Read our interview with Kathy Liu below. To receive early previews and priority access to her forthcoming series, please email dean@michaelreid.com.au

What were some of your earlier artistic influences? How do they continue to inform your painting practice?

Among my many early artistic influences, French Symbolist artist Odilon Redon has been, and continues to be, one of the most significant. His practice of suggestive art and embrace of uncertainty inspired me to let my intuition guide my process. Redon’s acceptance of the accidental and indeterminate is an aspect of his practice that echoes within my own.

What initially drew you to painting? Are there themes, references or approaches that you returned to?

I just love the act of painting, naturally. Perhaps I was simply drawn to the sheer joy of painting and the profound sense of freedom that comes with it. My approach to painting is highly intuitive. Often, I begin a painting abstractly without a pre-set concept, letting the colours and shapes emerge on their own. Further along in the process, I find the ideas within the painting and bring these out. Sometimes, it feels less like I’m the one creating these paintings but more as if I’m merely there to help the artworks find their own storylines. This process reflects my subconscious mind, bringing up themes and narratives from my past life that I have almost forgotten.

What led you to pursue painting as a career?

When I first came to Australia as an international student, I studied in an area quite different from art. But after working in an office environment for a few years, I felt I was moving further away from what I truly loved. There came a point when I could no longer bear it, so I changed my career completely. I went to the National Art School to complete my fine art degree. I finally felt like I was at home and I knew that practising art was definitely where I belonged.

What have been some of your favourite career experiences?

I will say each painting has some breakthrough moments, which I really enjoy, and that also gives me motivation to keep painting. Five years of studying at the National Art School was my life-changing experience, where I met artists, philosophers, poets and makers. I am pleased I graduated from NAS with the COSO Architecture and Landscape in Painting prize. Since then, I have also been selected for various art prizes, but being a finalist at the National Emerging Art Prize in 2023 was especially a turning point for me. It provided me with opportunities to collaborate with the Michael Reid Galleries.

What are some of the ideas and experiences that have informed your more recent work?

I have always loved ancient frescoes, such as the Pompeii wall paintings. I am also very interested in mythologies and physics (the concept of time and entropy, et cetera). While I do not consciously try to represent them in my art, I think they do influence my aesthetic and process and are all potential inspirations for me.

How would you describe your approach to abstraction?
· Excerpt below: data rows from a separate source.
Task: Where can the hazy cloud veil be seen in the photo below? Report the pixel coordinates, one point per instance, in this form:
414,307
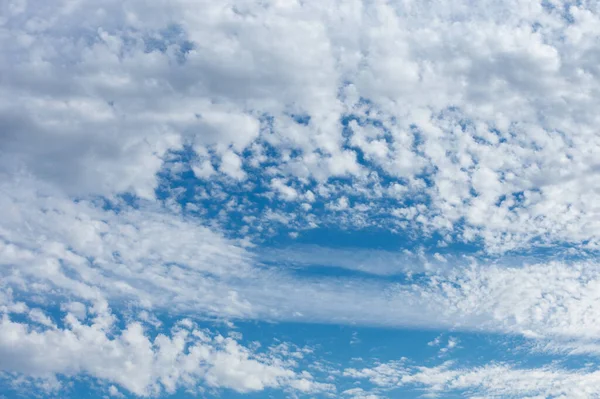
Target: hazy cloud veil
178,175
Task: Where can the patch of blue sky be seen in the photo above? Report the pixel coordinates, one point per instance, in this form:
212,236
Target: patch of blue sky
330,349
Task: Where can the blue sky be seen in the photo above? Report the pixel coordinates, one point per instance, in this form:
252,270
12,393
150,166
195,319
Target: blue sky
355,199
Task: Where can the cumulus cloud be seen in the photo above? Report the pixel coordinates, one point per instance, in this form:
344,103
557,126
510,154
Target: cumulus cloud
186,357
146,150
489,381
485,114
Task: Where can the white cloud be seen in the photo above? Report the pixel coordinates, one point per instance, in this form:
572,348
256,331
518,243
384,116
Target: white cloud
184,357
494,103
489,381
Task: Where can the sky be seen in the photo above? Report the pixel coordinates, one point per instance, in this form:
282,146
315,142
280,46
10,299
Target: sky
355,199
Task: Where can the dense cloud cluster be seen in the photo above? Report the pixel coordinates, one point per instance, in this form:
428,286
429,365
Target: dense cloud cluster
148,149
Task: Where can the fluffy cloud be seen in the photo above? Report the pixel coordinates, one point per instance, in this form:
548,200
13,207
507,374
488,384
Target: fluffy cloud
489,381
484,115
186,357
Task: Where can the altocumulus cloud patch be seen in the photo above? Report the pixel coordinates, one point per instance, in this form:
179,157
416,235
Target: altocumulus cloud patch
360,199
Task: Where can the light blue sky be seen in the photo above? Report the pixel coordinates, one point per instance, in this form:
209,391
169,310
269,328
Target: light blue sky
286,199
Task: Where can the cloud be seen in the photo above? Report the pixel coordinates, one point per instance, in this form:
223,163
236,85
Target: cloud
489,381
156,260
484,115
129,357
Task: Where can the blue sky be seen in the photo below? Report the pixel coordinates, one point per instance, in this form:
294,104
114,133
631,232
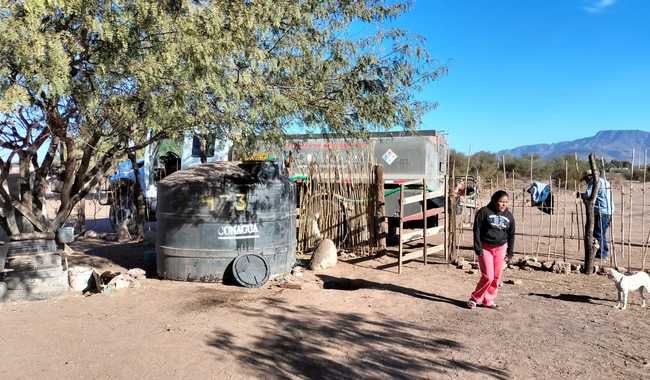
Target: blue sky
524,72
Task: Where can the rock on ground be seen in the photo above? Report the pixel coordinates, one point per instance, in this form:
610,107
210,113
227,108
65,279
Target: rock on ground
325,255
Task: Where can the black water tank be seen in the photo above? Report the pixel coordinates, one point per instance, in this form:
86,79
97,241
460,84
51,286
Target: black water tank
212,213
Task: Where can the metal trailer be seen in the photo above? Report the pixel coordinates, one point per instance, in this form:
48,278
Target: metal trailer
406,156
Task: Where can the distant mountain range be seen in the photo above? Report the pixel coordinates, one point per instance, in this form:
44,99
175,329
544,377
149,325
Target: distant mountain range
613,145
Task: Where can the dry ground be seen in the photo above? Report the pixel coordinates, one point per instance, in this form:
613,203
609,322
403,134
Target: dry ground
353,321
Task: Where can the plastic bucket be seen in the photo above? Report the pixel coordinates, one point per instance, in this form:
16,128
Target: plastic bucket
3,255
65,234
78,277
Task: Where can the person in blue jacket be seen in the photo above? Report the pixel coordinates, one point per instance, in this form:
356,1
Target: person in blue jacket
603,211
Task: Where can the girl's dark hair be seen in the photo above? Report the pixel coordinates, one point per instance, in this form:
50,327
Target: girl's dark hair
495,199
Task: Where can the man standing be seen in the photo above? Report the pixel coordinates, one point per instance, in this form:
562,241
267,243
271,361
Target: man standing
603,210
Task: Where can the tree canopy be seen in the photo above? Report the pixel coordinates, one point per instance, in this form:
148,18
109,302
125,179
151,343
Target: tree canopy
96,79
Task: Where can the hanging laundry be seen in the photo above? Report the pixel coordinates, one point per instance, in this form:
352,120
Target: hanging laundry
541,197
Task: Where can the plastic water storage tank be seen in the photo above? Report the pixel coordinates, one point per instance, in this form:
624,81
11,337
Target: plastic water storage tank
210,214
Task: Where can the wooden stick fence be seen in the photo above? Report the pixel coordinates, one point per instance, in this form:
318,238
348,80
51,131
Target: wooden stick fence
559,234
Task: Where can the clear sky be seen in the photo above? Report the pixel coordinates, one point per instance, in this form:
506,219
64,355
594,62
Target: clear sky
530,71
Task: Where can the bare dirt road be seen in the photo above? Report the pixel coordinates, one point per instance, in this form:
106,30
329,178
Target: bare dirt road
354,321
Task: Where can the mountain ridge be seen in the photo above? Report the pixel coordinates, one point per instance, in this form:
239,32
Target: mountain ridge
610,144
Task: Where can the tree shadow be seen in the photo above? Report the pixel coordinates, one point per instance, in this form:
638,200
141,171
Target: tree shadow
101,255
340,283
579,298
307,342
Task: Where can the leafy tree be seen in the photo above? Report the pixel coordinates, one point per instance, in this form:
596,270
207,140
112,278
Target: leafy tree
102,79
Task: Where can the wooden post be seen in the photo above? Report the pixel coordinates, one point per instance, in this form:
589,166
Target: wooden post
505,177
612,250
564,202
550,221
447,216
424,219
578,216
629,225
589,204
622,222
556,211
645,243
382,223
401,228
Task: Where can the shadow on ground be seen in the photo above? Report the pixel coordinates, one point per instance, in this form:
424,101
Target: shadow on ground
102,255
340,283
580,298
307,342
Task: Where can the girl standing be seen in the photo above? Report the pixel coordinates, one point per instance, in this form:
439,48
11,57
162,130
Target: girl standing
494,240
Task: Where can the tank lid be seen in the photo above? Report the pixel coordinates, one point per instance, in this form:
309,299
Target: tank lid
251,270
206,173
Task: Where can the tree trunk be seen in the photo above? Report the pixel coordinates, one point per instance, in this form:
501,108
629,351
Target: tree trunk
589,222
203,150
139,200
81,216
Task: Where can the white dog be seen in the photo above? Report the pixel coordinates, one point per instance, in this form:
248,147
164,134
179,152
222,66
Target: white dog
629,283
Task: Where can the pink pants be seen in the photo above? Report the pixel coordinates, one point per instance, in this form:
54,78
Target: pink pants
491,262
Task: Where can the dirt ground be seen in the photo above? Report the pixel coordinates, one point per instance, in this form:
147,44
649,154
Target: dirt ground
357,320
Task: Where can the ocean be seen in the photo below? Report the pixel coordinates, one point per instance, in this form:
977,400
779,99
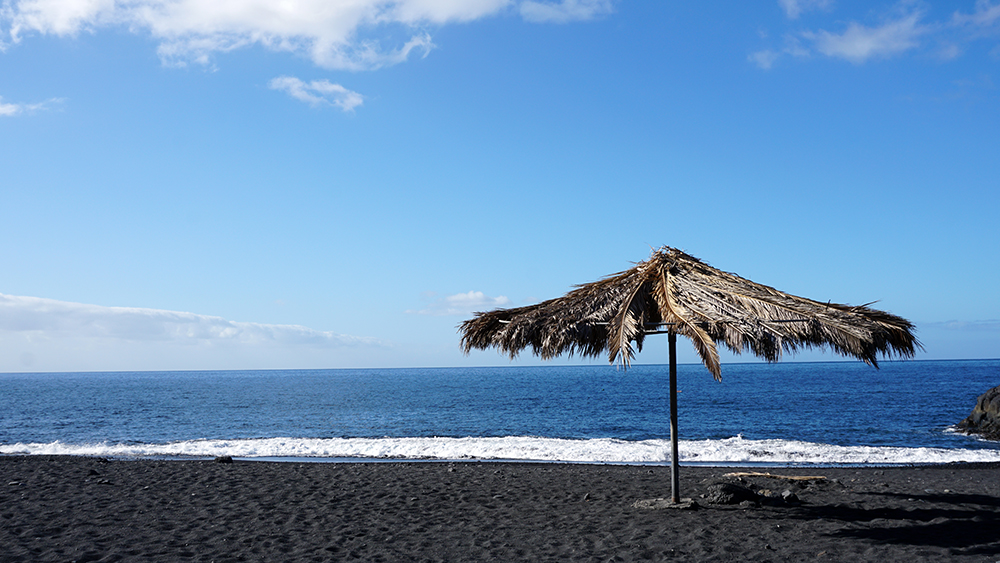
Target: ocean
833,413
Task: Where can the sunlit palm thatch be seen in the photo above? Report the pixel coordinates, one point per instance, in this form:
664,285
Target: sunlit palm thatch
678,292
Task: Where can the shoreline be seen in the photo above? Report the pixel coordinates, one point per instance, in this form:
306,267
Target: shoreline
63,508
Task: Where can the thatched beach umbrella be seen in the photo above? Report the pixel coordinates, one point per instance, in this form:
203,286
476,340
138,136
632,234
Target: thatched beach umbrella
675,293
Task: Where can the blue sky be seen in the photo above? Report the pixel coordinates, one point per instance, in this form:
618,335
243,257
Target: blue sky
317,184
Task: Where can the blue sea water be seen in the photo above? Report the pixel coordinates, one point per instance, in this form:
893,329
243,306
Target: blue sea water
784,413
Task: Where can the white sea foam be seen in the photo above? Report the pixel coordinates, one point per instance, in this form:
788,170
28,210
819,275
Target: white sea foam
728,451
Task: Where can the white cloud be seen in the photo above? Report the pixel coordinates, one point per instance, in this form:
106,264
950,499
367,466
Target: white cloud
40,319
564,11
335,35
794,8
463,304
10,110
859,43
318,92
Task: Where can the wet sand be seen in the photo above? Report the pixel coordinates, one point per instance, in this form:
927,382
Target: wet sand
89,509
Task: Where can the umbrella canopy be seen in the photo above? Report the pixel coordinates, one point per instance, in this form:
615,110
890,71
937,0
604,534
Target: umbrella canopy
678,293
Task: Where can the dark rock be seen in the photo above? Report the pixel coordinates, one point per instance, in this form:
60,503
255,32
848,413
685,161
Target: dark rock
789,497
729,493
985,417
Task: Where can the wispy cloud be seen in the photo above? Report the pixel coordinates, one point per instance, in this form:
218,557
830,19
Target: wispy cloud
318,92
356,35
564,11
8,109
462,304
795,8
859,43
49,319
901,29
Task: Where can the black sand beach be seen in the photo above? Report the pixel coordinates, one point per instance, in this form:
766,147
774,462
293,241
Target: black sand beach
87,509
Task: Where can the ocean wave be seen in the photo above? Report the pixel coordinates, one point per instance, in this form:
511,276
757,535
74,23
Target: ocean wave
729,451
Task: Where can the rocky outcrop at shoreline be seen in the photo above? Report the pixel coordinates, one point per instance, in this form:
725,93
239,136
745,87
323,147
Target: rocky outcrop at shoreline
985,418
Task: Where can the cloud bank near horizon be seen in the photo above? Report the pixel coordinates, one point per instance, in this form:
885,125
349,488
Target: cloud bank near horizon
462,304
37,332
334,35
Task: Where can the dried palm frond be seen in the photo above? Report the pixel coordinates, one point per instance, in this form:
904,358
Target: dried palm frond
676,292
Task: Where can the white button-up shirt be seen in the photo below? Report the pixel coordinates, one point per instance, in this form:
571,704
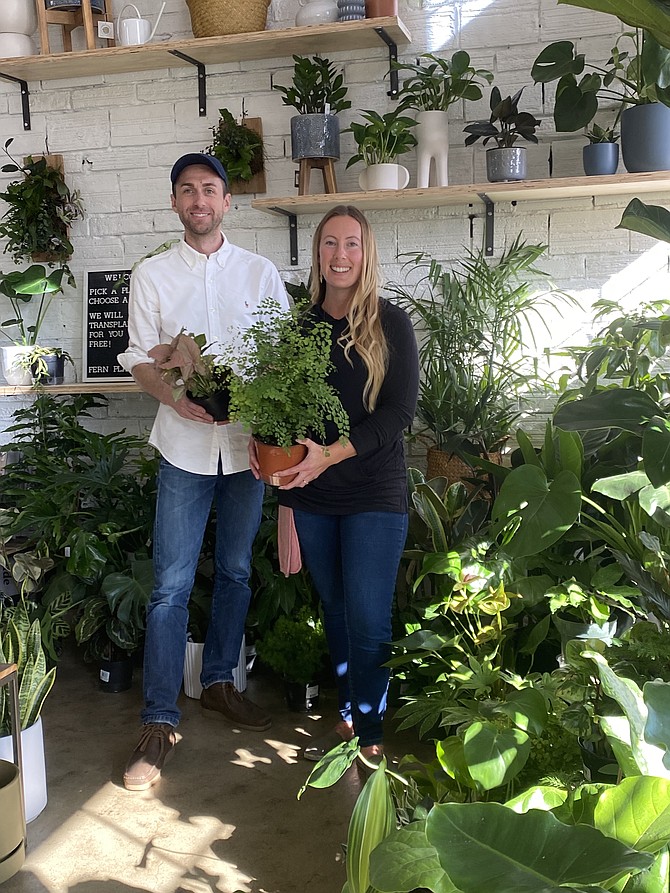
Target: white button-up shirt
217,296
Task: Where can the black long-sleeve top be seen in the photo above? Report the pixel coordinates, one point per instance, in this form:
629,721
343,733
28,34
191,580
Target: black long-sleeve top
375,479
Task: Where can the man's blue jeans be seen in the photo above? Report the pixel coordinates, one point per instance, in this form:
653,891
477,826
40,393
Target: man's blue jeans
353,560
182,509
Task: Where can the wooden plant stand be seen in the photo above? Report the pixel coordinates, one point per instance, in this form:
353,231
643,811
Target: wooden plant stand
68,21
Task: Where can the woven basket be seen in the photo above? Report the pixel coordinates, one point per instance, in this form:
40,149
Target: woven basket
211,18
451,467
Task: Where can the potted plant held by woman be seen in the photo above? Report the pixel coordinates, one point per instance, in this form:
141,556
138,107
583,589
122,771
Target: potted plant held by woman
505,126
280,389
432,87
380,141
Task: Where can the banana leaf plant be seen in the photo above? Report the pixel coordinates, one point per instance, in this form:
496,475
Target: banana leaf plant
595,838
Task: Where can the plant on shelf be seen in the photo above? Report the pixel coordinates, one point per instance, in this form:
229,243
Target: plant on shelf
382,139
41,209
280,390
506,123
639,76
434,83
295,647
237,146
318,89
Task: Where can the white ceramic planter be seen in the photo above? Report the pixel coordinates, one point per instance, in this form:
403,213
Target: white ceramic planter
193,668
11,354
34,767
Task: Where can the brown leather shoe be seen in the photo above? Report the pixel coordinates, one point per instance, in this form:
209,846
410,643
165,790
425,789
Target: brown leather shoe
223,700
153,750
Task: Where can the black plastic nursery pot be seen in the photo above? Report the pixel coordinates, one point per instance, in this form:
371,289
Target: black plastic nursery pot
117,674
301,697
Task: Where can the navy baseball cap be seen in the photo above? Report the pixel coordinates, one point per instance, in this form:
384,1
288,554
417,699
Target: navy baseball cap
198,158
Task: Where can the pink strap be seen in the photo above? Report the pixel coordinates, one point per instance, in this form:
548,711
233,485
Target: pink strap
288,546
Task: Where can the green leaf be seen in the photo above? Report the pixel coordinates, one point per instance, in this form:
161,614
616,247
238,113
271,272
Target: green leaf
494,755
487,847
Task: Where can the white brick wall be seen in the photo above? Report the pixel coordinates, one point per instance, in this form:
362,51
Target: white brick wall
119,135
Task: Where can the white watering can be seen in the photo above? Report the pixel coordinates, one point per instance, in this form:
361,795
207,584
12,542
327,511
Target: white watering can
133,31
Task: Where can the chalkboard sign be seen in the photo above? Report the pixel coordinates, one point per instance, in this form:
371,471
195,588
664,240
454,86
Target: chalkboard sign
105,324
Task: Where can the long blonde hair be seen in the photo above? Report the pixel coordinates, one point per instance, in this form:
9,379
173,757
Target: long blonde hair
364,330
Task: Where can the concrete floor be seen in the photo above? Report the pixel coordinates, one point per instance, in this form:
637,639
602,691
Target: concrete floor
223,818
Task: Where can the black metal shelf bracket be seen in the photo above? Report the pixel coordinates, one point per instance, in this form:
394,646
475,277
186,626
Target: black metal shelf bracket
25,98
489,221
292,233
393,57
202,80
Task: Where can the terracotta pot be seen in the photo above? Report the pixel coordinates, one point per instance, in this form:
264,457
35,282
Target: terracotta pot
272,459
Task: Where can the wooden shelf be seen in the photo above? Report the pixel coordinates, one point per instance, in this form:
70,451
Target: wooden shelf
335,37
74,387
487,194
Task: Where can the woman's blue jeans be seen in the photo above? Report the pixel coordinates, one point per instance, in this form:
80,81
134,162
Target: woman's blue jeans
183,506
353,560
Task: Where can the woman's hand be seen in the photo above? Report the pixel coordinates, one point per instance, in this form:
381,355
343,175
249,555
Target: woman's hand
316,461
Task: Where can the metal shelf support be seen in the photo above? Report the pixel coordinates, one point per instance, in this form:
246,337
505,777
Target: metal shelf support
25,98
393,57
202,80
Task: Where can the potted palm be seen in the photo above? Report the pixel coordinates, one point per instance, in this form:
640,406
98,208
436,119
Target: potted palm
473,367
505,126
319,94
636,81
280,389
433,85
201,376
379,142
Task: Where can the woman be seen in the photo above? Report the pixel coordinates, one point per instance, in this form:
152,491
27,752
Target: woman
350,500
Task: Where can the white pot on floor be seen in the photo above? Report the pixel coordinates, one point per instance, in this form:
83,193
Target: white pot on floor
34,767
193,668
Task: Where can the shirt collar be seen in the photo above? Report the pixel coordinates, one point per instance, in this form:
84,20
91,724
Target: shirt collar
193,257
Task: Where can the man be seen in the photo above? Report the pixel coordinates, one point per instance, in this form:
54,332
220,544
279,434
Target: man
202,284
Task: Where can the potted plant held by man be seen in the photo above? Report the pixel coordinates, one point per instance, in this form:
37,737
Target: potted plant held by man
280,389
505,126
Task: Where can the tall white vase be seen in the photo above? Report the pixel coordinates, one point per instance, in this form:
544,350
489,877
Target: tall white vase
432,137
18,22
34,767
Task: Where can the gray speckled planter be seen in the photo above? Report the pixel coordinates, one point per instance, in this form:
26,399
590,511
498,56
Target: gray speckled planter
315,136
645,137
506,164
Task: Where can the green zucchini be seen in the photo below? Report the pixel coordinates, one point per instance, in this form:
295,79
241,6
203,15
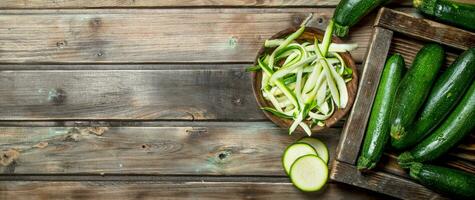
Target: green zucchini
455,13
377,133
293,152
309,173
318,145
458,124
414,88
446,92
454,182
349,12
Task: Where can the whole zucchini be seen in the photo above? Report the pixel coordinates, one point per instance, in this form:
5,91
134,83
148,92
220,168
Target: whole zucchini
454,182
349,12
446,92
459,124
414,88
455,13
377,133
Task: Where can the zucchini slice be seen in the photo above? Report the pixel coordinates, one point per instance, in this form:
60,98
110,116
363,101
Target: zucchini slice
295,151
309,173
318,145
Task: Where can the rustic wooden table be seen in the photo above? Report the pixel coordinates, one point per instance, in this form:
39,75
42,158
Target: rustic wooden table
147,99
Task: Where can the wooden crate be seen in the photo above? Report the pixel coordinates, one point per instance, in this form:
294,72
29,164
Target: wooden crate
397,32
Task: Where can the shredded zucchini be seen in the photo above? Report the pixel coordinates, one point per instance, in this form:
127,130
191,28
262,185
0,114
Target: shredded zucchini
304,82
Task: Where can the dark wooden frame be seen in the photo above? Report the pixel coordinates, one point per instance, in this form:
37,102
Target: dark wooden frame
388,23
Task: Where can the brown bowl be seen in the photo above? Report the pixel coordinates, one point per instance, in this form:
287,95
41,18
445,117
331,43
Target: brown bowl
308,36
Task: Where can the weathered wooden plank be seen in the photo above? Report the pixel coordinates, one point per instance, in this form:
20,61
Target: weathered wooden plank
152,35
167,190
355,126
251,148
408,48
212,94
381,182
170,3
425,29
146,92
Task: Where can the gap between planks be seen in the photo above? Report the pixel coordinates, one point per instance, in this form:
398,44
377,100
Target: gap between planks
70,4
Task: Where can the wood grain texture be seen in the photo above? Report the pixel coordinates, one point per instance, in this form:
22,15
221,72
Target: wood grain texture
186,94
167,190
425,29
227,149
170,3
381,182
152,35
355,126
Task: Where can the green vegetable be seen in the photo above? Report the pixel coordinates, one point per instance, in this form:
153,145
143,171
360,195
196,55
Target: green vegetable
414,88
349,12
446,92
303,81
458,124
309,173
377,133
452,12
318,145
295,151
454,182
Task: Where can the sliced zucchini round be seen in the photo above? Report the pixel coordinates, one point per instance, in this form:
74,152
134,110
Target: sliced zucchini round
295,151
309,173
318,145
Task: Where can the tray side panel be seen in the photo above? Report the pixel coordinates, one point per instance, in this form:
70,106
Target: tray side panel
355,127
381,182
425,29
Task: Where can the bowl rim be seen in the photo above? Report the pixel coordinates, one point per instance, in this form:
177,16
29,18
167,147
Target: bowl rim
352,86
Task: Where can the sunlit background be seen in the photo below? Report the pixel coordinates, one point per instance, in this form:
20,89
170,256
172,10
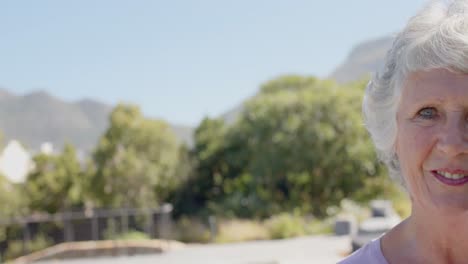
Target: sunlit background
191,122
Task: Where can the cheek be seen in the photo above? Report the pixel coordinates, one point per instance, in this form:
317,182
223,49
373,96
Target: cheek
413,147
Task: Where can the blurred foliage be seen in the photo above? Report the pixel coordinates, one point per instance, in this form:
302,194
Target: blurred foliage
285,225
299,143
190,229
17,248
135,162
238,230
130,235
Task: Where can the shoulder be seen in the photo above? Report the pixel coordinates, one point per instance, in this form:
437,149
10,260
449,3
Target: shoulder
370,253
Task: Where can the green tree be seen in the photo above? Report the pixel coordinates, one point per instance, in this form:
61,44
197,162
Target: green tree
299,143
135,162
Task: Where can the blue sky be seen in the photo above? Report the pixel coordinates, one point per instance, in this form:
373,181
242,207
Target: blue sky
181,60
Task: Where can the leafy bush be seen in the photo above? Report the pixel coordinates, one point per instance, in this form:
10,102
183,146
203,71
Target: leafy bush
192,230
132,235
15,247
285,225
241,230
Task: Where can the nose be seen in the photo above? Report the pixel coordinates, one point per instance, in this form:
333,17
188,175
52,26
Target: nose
453,138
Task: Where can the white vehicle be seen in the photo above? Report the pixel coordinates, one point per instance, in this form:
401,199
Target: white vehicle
383,219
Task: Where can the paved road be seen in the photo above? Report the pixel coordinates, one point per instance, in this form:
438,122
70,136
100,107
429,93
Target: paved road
314,249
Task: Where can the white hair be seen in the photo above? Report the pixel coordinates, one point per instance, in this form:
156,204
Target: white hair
437,37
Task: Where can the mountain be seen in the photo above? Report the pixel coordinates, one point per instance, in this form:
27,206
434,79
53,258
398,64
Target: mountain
363,59
39,117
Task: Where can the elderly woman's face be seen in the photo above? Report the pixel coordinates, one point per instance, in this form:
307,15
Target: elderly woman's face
432,138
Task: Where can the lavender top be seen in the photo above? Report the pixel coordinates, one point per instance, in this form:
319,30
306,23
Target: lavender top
370,253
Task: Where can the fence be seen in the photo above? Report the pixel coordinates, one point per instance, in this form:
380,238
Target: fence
91,224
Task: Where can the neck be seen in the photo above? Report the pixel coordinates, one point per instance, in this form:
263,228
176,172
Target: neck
440,236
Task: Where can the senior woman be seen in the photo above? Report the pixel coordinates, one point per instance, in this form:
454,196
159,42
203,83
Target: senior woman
416,110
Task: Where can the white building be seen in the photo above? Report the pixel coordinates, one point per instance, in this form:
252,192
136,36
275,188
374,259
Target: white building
15,162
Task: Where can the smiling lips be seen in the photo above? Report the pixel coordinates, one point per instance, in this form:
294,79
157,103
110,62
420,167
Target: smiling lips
451,177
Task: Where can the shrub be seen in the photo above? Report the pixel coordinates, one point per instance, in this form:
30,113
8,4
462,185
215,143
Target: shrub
191,230
15,247
241,230
285,225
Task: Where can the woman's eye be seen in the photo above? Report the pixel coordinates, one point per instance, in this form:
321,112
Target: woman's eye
427,113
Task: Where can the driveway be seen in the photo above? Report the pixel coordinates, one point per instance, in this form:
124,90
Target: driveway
312,249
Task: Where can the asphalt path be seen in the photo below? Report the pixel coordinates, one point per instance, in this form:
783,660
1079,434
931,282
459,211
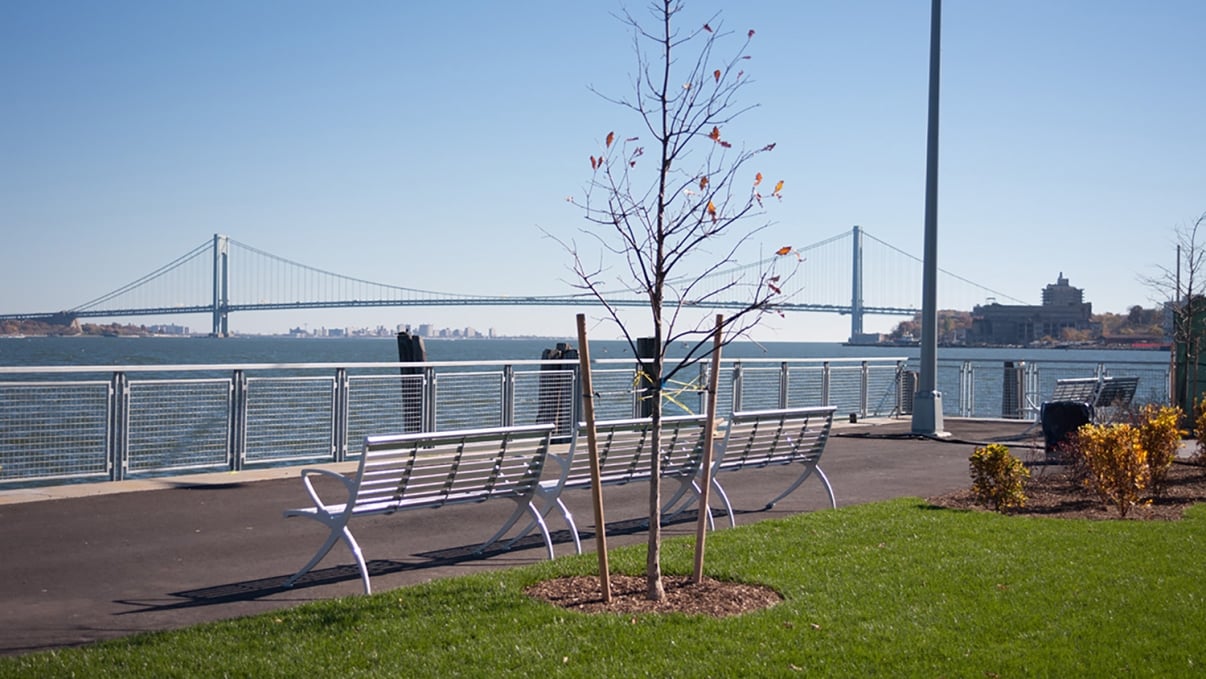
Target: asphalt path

I start my paintings abstractly, thinking of surface, composition, colour, et cetera. I try not to decide on a fixed subject at an early stage. These abstract elements work to connect with a feeling or bring out a blurry impression, which is quite personal. There’s an undercurrent behind these abstract elements, so the painting suggests a potential narrative. It’s as if I’m presenting a question without a fixed answer, but I am happy without knowing the answer. I love colours and tones and how they work together to explain a pictorial space. I do not use paint heavily; rather, a lot of the time, I deduct from the painted surface. The original surface of linen or cotton itself can be part of the painting, too.

How has your work’s expansion in scale influenced your approach?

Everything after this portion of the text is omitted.